To supplement my application for permanent residency, would I need to prove my income or need official documents with my name on it e.g. bills or bank accounts?
Regards
ANSWER
If you’ve once held the right of abode but have lost it due to you not being in Hong Kong on at least one occasion in a seven year given period, and you have been downgraded to the Right to Land, it is perfectly possible to go on to subsequently reacquire the Right of Abode one more time; and you do this by passing the normal approvability test of showing that you’ve been continuously an ordinarily resident in Hong Kong for a period of not less than seven years, and that any absences from Hong Kong in that time have been of a merely temporary nature, as evidenced by what you leave behind to return back to at the end of each temporary stay abroad, and that you can show to the satisfaction of the right of abode officer that you have remained settled in Hong Kong.
So in your instance, if you are planning to return here but have no need to work, are going to be staying with relatives and, will not be typically generating the kind of documentation that one ordinarily generates during the creation of a life in Hong Kong, so it’s just tenancy agreements such as proof of employment, activities, payments to the Inland Revenue Department and the like. Effectively, if you’re not going to have these in place, then there will be a careful assessment of where you have spent your time; they will call for documents to show that notwithstanding the fact that you haven’t been working, notwithstanding the fact that you haven’t taken any place of your own in terms of where you’re going to live, that you’ve been living with relatives, suitable documentation that speaks to that fact.
In other words, the Immigration Department will look at the realities of where you’ve spent your time and what you’ve been doing, and they will be looking for evidence of settlement. So one would assume that in the seven years, whilst you may not have a tenancy agreement, you may not have a job, you will be engaging in some sort of activities that will allow the Immigration Department to objectively conclude that you’re settled in Hong Kong. This could be club memberships, charitable works, other philanthropic activity, interacting with society through clubs, perhaps things that you do that generate media.

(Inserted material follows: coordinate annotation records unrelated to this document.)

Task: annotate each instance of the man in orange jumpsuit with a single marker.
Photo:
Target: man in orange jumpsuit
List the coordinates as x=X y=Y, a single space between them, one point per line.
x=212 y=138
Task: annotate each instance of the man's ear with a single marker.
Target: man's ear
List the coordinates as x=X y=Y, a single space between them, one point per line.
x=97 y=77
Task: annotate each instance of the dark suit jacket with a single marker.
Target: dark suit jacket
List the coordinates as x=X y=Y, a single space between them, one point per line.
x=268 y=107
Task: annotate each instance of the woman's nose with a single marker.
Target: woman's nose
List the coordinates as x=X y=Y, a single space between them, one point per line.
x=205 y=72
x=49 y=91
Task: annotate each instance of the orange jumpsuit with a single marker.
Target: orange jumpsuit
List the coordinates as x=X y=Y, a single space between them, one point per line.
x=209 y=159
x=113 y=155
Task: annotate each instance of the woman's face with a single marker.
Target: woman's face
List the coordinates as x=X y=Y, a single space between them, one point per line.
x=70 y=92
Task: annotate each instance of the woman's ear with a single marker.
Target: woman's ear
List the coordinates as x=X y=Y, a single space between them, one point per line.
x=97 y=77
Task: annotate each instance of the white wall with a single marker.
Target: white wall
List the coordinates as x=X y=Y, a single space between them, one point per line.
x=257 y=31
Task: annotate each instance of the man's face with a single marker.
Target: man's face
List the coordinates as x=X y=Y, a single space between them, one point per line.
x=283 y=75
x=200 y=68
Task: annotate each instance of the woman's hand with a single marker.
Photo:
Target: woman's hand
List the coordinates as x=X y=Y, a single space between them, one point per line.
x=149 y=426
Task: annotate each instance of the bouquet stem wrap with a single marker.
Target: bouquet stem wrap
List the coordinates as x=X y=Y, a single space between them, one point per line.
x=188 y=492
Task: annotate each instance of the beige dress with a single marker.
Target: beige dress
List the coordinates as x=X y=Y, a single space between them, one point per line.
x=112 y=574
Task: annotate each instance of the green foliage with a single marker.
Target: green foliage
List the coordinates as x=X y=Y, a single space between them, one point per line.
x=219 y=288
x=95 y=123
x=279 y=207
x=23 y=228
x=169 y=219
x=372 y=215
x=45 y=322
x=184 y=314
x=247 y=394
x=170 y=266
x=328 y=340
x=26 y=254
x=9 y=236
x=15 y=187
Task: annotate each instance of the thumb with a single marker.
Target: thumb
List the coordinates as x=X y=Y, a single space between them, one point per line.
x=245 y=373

Naturally enough, the statement to travel records for the seven years should be acquired from the department and submitted to allow them to readily appreciate where you’ve been during the course of the seven years and how many days you spent in Hong Kong and how much time you spent away.
Therefore, if you don’t have the normal documents, then any other documents which speak to the reality that you have been living your life in Hong Kong full time on a settled basis, and such documents that would ordinarily be generated just by virtue of living an ordinary settled life here. That’s all you need to do.